Segundo, o BA é mesmo um dos primeiros, ou talvez o primeiro, exemplo de bairro planeado em Portugal. Foi loteado e urbanizado por ordem do rei D. Manuel I. Daí o traçado regular que contrasta com o dos outros bairros históricos.
Em relação à relação altura dos prédios/largura da rua, deve dizer-se que o plano original contemplava prédios de 2/3 pisos e portanto se a famosa regra dos 45º não existia, andava lá perto.

Quanto à famosa 'gentrificação': eu diria que é mais rejuvenescimento e diversificação social. O que está a acontecer desde há uns 20 anos é a vinda de pessoas, que não são propriamente ricas (como eu), mas que são bastante diferentes dos habitantes bastante envelhecidos 'tradicionais'. Acho que se distinguem mais pelas profissões 'intelectuais', pelo estilo de vida e por uma escolarização maior do que propriamente pelo dinheiro.
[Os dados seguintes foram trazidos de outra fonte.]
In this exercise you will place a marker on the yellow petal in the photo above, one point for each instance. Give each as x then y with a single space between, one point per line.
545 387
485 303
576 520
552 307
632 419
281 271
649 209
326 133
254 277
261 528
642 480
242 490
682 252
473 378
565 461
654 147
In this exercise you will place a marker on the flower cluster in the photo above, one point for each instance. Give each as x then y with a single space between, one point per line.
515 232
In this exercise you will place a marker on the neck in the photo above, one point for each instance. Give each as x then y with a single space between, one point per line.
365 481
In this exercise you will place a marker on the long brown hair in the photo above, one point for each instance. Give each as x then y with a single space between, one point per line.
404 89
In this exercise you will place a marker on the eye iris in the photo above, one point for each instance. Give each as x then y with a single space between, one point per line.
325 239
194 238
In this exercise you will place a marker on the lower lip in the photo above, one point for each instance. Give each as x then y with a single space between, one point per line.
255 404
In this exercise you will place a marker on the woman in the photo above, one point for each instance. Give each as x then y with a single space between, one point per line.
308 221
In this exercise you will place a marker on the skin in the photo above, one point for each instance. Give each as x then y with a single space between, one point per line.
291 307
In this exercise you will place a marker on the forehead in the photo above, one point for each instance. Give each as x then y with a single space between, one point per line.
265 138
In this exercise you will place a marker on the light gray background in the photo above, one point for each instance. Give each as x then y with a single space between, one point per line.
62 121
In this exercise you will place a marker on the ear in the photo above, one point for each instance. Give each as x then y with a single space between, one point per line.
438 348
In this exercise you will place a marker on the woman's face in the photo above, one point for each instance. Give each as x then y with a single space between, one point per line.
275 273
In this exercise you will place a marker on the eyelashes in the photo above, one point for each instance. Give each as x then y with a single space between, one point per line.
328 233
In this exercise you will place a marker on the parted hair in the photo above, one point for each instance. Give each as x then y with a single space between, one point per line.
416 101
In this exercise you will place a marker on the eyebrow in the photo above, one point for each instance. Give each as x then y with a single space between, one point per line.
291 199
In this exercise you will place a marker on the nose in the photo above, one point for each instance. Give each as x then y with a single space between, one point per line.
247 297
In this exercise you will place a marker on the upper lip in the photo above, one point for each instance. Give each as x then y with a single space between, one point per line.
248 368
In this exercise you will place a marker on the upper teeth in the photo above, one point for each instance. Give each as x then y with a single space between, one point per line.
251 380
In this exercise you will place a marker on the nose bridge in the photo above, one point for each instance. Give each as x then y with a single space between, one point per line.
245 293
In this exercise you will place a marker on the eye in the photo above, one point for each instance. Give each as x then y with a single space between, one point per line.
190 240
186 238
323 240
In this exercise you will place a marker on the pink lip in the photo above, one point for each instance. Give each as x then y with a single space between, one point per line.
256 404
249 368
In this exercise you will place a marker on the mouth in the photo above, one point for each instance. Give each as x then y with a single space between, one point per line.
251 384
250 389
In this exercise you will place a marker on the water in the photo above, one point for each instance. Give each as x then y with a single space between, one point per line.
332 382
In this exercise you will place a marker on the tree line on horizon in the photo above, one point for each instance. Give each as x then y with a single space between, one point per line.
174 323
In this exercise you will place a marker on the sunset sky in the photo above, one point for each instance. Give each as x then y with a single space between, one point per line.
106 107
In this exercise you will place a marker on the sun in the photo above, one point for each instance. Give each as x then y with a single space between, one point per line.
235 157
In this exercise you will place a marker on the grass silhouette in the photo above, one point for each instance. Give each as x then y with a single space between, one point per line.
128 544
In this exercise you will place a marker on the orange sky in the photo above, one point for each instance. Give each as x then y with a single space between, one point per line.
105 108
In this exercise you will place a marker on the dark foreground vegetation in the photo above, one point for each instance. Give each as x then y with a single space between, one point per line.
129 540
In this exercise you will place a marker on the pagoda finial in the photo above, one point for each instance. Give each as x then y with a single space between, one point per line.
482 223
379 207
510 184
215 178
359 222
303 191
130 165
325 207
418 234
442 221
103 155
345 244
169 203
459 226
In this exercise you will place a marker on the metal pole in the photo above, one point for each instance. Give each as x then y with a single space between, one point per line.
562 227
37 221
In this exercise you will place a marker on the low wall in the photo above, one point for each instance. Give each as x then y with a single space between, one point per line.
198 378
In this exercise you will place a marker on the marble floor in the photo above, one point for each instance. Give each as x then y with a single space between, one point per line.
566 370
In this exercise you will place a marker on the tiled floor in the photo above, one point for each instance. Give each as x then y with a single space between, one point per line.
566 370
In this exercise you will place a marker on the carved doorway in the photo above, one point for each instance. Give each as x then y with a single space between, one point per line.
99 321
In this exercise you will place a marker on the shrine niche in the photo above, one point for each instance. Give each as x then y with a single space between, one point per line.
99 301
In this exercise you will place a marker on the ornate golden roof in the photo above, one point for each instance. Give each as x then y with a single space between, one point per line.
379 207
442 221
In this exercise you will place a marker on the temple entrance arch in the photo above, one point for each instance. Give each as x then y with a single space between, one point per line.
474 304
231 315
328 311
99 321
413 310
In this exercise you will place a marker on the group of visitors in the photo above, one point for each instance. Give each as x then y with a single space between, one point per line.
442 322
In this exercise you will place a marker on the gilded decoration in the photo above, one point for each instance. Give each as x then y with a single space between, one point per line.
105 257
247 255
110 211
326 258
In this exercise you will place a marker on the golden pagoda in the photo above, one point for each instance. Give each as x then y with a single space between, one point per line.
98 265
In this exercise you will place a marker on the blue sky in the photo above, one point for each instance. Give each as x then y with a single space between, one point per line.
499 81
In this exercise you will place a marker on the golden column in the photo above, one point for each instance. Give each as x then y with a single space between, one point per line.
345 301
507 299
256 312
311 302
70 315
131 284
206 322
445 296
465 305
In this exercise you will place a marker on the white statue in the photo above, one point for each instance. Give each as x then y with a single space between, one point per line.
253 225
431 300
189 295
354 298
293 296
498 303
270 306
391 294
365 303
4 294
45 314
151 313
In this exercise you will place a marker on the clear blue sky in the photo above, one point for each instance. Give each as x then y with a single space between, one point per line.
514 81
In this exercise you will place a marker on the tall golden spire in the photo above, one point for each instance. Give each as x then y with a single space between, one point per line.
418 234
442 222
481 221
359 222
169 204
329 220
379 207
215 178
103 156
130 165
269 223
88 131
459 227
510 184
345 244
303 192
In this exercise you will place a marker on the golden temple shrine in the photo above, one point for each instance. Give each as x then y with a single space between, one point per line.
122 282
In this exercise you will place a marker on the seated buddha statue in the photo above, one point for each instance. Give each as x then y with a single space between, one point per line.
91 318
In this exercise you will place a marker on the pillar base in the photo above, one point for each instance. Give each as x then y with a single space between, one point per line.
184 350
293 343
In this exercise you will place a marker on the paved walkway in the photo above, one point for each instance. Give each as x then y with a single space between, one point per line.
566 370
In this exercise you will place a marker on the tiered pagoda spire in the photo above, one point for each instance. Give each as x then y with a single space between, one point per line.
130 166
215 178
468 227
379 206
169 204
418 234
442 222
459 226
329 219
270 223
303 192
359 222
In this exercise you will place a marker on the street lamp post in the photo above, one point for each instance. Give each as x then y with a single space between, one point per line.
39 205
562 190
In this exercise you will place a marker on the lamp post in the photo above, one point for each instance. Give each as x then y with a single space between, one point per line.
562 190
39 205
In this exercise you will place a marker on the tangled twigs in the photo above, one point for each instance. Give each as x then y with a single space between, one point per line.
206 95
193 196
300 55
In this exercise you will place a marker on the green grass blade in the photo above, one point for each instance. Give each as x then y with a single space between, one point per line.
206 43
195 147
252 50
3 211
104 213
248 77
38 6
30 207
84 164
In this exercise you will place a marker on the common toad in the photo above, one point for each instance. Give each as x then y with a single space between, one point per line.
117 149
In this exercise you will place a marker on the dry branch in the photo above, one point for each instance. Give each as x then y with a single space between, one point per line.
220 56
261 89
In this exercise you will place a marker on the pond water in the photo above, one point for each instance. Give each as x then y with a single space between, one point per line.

É simplesmente um sinal dos tempos -- os portugueses de hoje são de um modo geral mais escolarizados que os de há 50 anos. Isso é bom ou mau? Para mim é bom
Infelizmente não há estudos sérios sobre isto, mas eu arriscaria dizer, pelo que conheço, que entre os 'novos' habitantes do BA há muita gente de profissões tipo jornalistas, professores, artistas, designers, enfim, pessoas que por uma razão ou outra gostam de estar ali. Por outro lado, não sei se os 'tradicionais' gostam assim tanto do bairro - dá-me a impressão que trocavam de bom grado um casa em Meleças pela bela casinha típica.

Descaracterizado, o BA? Em relação a que época? Até há uns 30 anos era um bairro conhecido pelas casas de fado, pelos jornais e tipografias, e também pela prostituição em grande escala. Agora é mais conhecido pela vida nocturna (que era desde há muito uma característica do bairro, só que agora com cada vez menos prostituição e sem os jornalistas, tipógrafos e ardinas que faziam tanto ou mais barulho), mas está longe de ser só isso. Há um comércio florescente, novos habitantes, e uma vida de bairro entre esses novos habitantes que tomara outros bairros terem. Eu confesso que fico um bocado incomodado com essa história da gentrificação, até parece que cometi algum pecado em ir viver para um sítio cheio de gabirus, putas reformadas, operários retirados e sei lá mais o quê. Devia ter ido para onde?

O BA parece-me um exemplo de bairro com uma capacidade admirável de resistência e evolução, ao contrário p.ex. de Alfama que é muito típico e bom para visitar aos fins de semana. Eu vivi lá dois anos e não gostei. Os inconvenientes do BA superam o desconforto de Alfama.